Rien ne prédestinait Christelle, à devenir épicière. “À la veille des émeutes, j’ai fêté mes 50 ans. J’ai eu de la chance, on a pu faire comme on dit un dernier coup de fête. Et à 50 ans, hé bien on recommence à zéro !”. Il y a encore trois mois, Christelle était gérante d’une entreprise de vidange. Mais sa vie bascule le 13 mai : “Du jour au lendemain, on n’a plus pu accéder à nos locaux de Ducos et j’ai toujours du matériel bloqué au Mont-Dore Sud. Avec mon père, qui a fondé l’entreprise, on a préféré arrêter plutôt que de s’obstiner.” Son mari, dans l’évènementiel voit aussi son activité stoppée net du jour au lendemain. “C’est là qu’il a lancé l’épicerie, et moi je donne la main.”

Les vieux comme moi, on hésite à sortir du quartier avec tous les embouteillages qu’il y a.

Mani

habitant de Rivière-Salée

Le succès est tout de suite au rendez-vous. Il faut dire que Christelle, qui habite Rivière-Salée depuis 13 ans et dont le mari “est quasiment né sur place”, connaît le quartier comme sa poche. Lorsque le téléphone sonne pour une demande de livraison, elle a déjà l’itinéraire en tête. Arrêt devant une maison aux murs orange, un coup de klaxon et les habitants ont compris :  “Falawa !” ("Voilà le pain" en Lifou), avertit l'un des voisins.

Pour Marianne, le camion de Christelle est une aubaine : “Il n’y a plus rien dans le quartier, des fois j’envoie mes garçons à vélo jusqu’à Magenta, sinon il faut que je demande à de la famille ou que j’appelle un taxi. Aujourd’hui, je ne vais prendre que du pain, mais des fois je prends de la farine, du riz, etc. Je suis une cliente fidèle”, plaisante la jeune femme. Mani repart de son côté avec une baguette et quelques pains au chocolat. Lui a une voiture, “mais les vieux comme moi, on hésite à sortir du quartier avec tous les embouteillages qu’il y a”.

Moments de partage

À terme, Christelle espère proposer aussi des surgelés, et mettre en place des rendez-vous fixes à certains points stratégiques : “On fait lentement, mais sûrement. Pour le moment, on tourne. Pour que tout le monde soit content et que ce ne soit pas toujours les mêmes qui soient servis en premier, on change l’ordre de la tournée tous les jours.”
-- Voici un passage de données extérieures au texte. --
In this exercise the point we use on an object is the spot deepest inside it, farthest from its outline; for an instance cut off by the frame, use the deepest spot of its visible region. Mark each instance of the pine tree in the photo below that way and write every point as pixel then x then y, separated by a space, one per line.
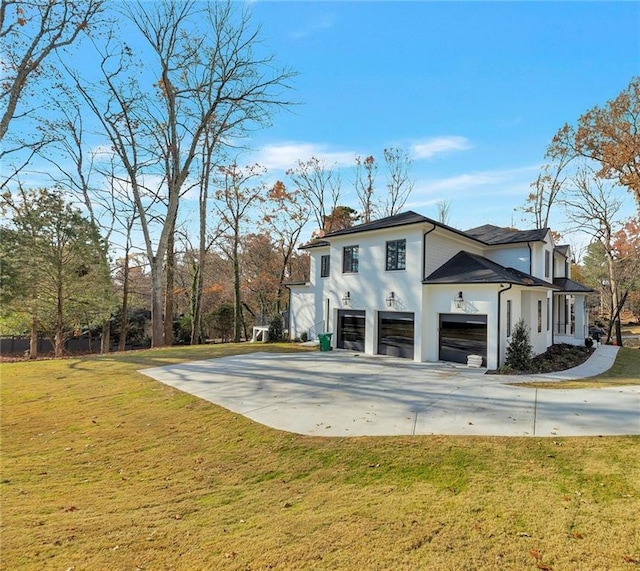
pixel 519 350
Ils m’ont même surnommé mam’s !

Christelle

au volant de l'épicerie ambulante

Mais déjà, le passage du camion épicerie est devenu un repère quotidien pour certains. “Dans cet immeuble, il y a une vieille dame, tous les jours elle attend son pain. De les voir heureux quand ils nous voient arriver, c’est touchant, raconte Christelle. À force, des liens se sont tissés, on s’arrête on blague un petit peu avec eux, voilà. C’est tous nos papys nos mamies et ils m’ont même surnommé mam’s !” Christelle réfléchit encore, mais le surnom devrait trouver sa place sur le futur logo de l’épicerie, au côté d'une colombe, "un signe de paix".